Francis Berthelot : Fiction et rébellion sexuelle (Auto-Uchronia)

Auteur de romans de science-fiction d’avant-garde comme La Lune noire d’Orion ou Rivage des intouchables, d’un roman de fantasy en deux volets, Khanaor, et d’un cycle romanesque en neuf volumes, Le Rêve du démiurge, Francis Berthelot semblait avoir conclu avec le dernier tome de ce cycle sa carrière de romancier en 2015. Il nous est revenu en octobre 2023 avec un nouveau roman, Auto-Uchronia ou Fugue en zut mineur, qui nous montre qu’il n’a pas fini de nous étonner.

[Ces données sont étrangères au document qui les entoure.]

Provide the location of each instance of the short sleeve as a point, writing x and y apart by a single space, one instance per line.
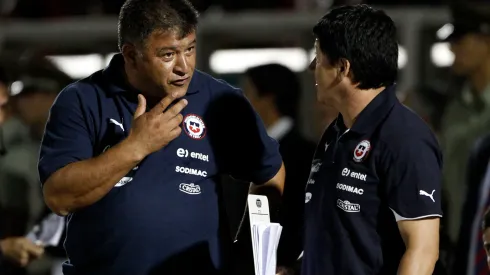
413 179
244 149
66 137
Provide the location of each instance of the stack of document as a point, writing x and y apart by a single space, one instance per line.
265 235
48 232
265 238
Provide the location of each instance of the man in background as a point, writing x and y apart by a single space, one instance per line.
275 93
467 116
465 120
16 251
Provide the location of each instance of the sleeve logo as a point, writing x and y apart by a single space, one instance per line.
194 126
361 151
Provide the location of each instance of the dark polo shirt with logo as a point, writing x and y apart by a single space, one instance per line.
363 180
165 215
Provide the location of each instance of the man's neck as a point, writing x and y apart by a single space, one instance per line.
270 118
352 104
481 78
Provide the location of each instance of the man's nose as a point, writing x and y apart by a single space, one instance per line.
312 65
182 65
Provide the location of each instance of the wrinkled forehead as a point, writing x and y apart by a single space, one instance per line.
171 39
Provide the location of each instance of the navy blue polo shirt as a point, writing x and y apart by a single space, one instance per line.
363 180
164 216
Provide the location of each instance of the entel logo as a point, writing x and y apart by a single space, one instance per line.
184 153
190 188
355 175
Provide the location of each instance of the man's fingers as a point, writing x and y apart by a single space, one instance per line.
33 249
176 132
141 106
163 104
176 120
177 108
23 259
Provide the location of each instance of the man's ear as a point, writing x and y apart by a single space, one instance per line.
344 67
129 53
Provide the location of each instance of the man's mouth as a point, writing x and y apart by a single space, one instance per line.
180 82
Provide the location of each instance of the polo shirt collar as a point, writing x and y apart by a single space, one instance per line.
372 115
118 83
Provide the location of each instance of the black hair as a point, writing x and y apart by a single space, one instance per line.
140 18
4 79
364 36
486 220
280 82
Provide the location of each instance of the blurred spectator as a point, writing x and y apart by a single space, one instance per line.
15 252
32 103
274 91
486 235
467 116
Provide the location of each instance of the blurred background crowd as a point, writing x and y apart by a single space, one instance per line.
444 76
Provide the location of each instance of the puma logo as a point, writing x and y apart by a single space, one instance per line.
117 123
431 195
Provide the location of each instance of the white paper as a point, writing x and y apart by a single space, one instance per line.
48 232
265 235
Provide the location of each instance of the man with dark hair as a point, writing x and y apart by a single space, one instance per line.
16 251
373 199
275 93
132 153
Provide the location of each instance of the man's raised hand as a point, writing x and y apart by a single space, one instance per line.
156 128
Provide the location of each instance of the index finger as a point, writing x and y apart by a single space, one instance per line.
163 104
33 249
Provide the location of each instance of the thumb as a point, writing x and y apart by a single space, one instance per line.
141 109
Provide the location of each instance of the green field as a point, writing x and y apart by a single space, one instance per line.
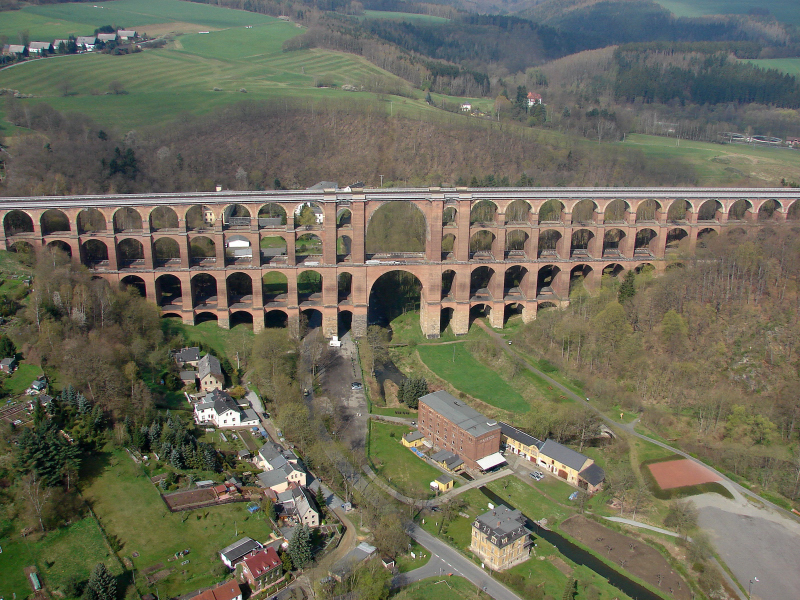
783 10
396 16
72 550
129 506
785 65
723 164
455 363
404 470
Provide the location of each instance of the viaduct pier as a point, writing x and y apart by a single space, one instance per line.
269 257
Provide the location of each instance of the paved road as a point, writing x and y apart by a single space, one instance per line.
458 565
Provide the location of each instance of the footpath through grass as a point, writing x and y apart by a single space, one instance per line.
455 363
129 506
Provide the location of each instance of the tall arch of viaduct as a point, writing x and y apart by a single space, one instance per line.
241 255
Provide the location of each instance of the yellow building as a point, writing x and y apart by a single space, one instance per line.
500 538
413 439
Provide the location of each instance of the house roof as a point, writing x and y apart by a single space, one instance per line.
239 549
593 474
502 525
262 562
188 354
520 436
209 365
566 456
413 436
459 413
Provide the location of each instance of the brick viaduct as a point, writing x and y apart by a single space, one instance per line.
218 255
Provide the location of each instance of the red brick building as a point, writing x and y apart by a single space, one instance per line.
454 426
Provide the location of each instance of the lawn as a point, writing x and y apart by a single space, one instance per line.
129 506
73 550
21 379
723 164
784 10
455 363
405 472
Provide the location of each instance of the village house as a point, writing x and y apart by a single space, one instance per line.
235 553
8 365
229 590
209 372
450 424
262 569
565 463
500 538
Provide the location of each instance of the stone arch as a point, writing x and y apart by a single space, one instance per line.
344 286
273 247
271 215
274 287
612 242
61 246
710 210
516 241
674 238
793 214
344 247
705 235
579 245
648 210
768 209
91 220
740 210
16 222
276 318
515 281
481 242
480 282
204 290
449 216
552 211
449 278
135 282
679 210
169 291
393 293
548 243
344 217
127 219
616 211
94 251
448 246
166 250
483 211
54 221
241 317
518 211
202 247
645 241
579 278
206 317
240 289
163 217
384 235
308 244
583 212
309 286
200 217
236 215
547 280
129 250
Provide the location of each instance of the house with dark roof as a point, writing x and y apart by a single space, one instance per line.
500 538
451 424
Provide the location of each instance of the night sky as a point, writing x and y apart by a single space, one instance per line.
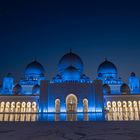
48 29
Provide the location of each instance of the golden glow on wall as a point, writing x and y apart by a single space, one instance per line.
18 107
122 110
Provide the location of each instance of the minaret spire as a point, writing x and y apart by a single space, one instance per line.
70 50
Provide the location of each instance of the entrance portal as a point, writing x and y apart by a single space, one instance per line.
71 103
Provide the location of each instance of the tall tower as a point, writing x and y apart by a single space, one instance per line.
8 82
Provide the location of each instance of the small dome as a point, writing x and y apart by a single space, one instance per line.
125 89
34 69
70 59
17 89
107 69
71 73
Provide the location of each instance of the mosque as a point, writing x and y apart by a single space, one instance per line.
70 90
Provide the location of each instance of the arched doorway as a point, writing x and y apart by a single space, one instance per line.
57 106
71 103
85 105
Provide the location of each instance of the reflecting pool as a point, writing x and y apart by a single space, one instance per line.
117 116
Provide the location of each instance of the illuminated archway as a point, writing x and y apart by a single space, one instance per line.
85 105
57 105
71 103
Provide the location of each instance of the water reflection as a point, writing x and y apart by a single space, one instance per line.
123 116
18 117
116 116
52 117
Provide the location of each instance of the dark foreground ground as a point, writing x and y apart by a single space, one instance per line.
70 130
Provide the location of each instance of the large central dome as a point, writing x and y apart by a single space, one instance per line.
70 59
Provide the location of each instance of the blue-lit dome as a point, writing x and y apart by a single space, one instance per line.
34 69
70 59
71 73
107 70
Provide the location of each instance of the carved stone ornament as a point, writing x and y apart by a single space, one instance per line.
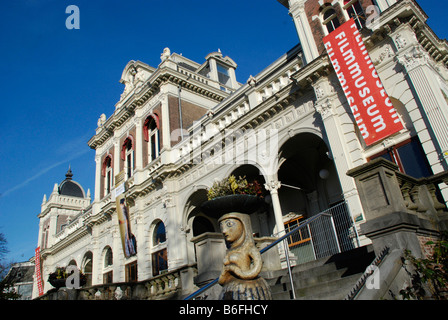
242 264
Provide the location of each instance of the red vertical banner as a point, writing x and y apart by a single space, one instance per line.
37 271
372 108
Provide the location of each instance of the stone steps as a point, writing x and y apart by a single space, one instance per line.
328 278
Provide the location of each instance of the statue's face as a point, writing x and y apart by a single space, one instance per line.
232 229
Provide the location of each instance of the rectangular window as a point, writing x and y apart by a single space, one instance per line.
108 277
409 157
131 272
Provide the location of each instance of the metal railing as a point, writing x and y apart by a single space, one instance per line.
327 233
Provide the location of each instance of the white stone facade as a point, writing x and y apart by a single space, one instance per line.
289 125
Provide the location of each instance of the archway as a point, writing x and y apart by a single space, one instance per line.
310 183
87 267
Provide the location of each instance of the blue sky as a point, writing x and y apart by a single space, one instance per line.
56 82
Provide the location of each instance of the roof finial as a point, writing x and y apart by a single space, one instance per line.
69 173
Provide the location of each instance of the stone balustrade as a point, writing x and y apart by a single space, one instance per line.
162 287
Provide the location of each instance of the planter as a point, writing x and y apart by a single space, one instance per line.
60 283
242 203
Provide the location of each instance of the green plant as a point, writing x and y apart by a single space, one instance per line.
430 275
61 273
232 185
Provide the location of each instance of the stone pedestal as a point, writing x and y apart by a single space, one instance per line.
399 209
210 252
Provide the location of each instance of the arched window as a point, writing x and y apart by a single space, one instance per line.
160 254
355 11
127 154
107 267
107 172
330 19
153 137
87 267
202 225
159 233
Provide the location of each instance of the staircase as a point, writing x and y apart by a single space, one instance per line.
329 278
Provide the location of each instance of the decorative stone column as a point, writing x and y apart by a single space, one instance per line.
392 218
423 78
298 14
273 186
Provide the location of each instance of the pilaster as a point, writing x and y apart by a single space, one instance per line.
297 12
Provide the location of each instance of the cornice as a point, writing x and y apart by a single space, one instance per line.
134 100
408 12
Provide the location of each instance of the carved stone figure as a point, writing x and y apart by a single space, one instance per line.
242 264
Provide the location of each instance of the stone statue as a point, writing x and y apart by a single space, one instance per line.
242 264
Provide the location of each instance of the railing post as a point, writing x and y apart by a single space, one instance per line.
335 234
285 245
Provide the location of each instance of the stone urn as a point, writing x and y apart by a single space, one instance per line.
240 276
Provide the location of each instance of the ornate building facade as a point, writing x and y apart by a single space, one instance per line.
179 127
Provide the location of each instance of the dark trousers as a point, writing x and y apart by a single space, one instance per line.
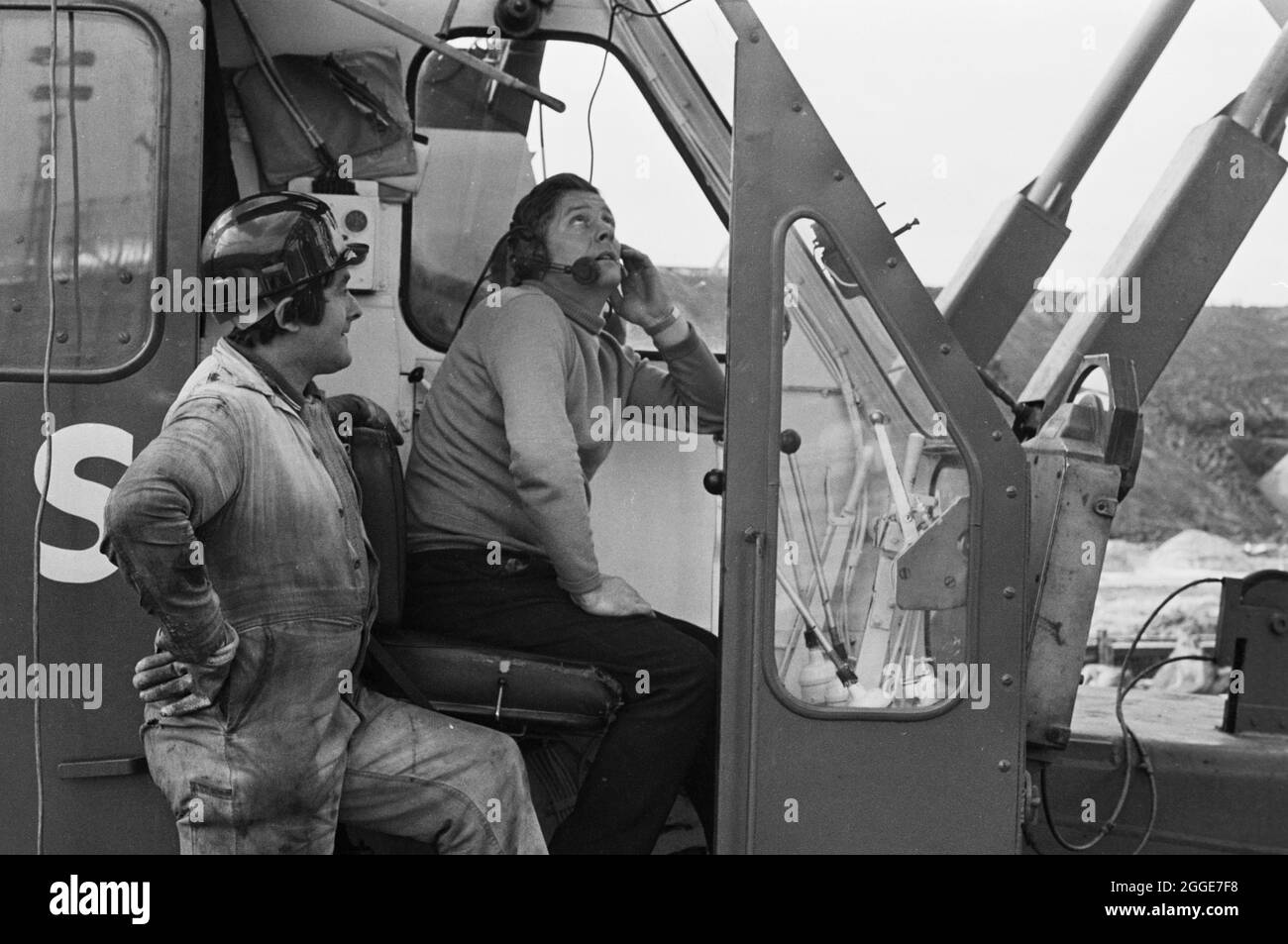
664 736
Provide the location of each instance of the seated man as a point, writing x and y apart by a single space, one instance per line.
241 531
498 502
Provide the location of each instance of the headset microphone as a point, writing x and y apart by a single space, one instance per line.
584 270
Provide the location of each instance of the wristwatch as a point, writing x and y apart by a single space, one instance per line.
668 321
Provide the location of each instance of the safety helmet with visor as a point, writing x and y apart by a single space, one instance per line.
284 241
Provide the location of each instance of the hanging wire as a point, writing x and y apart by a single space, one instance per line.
603 67
1129 741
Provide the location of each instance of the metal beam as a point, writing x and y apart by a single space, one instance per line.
997 278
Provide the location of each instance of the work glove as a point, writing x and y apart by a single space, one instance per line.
183 687
362 412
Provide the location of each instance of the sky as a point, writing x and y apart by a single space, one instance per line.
944 108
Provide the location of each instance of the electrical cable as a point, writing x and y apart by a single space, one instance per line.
590 104
541 136
603 67
46 420
1128 738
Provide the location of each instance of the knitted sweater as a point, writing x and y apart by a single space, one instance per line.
514 426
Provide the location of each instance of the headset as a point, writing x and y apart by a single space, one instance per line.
527 250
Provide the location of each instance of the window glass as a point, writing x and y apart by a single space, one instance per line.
872 507
103 321
489 146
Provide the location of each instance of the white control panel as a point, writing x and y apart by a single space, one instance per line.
357 215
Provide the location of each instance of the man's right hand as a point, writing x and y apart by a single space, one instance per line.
184 686
614 596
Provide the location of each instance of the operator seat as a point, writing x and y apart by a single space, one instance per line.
511 690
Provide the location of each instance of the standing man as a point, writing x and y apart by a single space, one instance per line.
241 531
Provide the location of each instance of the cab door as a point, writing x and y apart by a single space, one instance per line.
875 522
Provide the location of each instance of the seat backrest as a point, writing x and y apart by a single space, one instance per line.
378 469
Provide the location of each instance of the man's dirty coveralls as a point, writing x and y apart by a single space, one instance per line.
245 513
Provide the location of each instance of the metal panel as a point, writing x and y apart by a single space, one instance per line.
98 621
949 782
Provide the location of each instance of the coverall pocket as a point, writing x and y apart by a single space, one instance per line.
252 666
206 822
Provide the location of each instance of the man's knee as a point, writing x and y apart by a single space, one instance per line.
679 664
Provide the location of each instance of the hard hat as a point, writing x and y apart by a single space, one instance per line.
282 240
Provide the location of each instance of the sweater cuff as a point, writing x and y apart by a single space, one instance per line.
681 348
583 586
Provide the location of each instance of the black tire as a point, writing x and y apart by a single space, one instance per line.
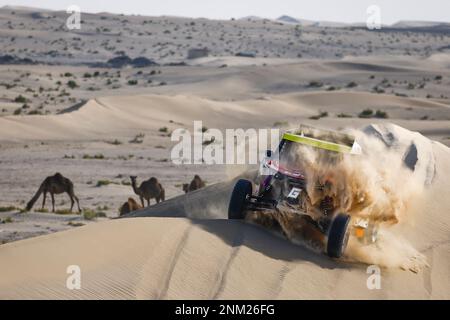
338 235
242 189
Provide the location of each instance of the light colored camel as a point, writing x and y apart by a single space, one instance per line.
129 206
196 183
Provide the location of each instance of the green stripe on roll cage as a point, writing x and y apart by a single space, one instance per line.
317 143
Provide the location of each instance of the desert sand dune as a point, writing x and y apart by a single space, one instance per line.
107 116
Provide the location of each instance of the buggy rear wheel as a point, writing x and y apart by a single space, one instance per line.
241 191
338 235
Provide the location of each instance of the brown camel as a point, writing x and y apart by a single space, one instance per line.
148 189
129 206
56 184
196 183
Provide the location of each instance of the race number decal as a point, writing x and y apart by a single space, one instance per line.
295 192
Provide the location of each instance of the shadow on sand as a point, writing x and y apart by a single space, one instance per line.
207 209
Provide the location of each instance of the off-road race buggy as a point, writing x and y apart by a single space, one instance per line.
281 194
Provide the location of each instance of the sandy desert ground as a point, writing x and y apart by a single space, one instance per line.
97 125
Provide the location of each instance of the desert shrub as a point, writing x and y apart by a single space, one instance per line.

Un petit garçon naît en 1946 à Paris. Après un fils, Serge, les parents avaient prévu une petite Françoise. Ce sera donc Francis. Histoires de famille, traumatismes de la petite enfance, premiers jeux équivoques : au fil des chapitres, centrés sur la scolarité de Francis et sur les vacances dans le Valais, s’affirme peu à peu une sensibilité particulière. Si la première moitié du roman se structure autour de l’école, c’est que chez les Berthelot les études sont sacrées : le père est agrégé de physique et la mère est institutrice. Il n’est d’autre destinée prévue pour Francis que les grandes écoles scientifiques.

L’adolescent fait tout pour mériter les premiers prix, les mentions et les félicitations. C’est un écolier modèle qui se prend de passion pour la littérature et la musique, celle de Tchaïkovski et de Sibelius ou de Françoise Hardy. Une plume toute classique narre une enfance et une adolescence entièrement tournées vers la réussite scolaire, maniant avec élégance les métaphores et les cadences équilibrées en une syntaxe pure. Une simple excursion en montagne devient ainsi prétexte à cette phrase : « Sous le glacier d’Arolla, en revanche, existe une grotte de glace au pouvoir extatique : lorsqu’on y pénètre, on se voit entouré d’une infinité de bleus translucides, on avance dans la froideur d’une lumière d’azur, on ne fait qu’un avec l’âme d’un saphir aux courbes immuables, on comprend que là, il ferait bon mourir, tout doucement, en une éternité céruléenne. » La description en notations visuelles et en hyperboles aboutit au paroxysme des sens et à la sublimation dans la mort.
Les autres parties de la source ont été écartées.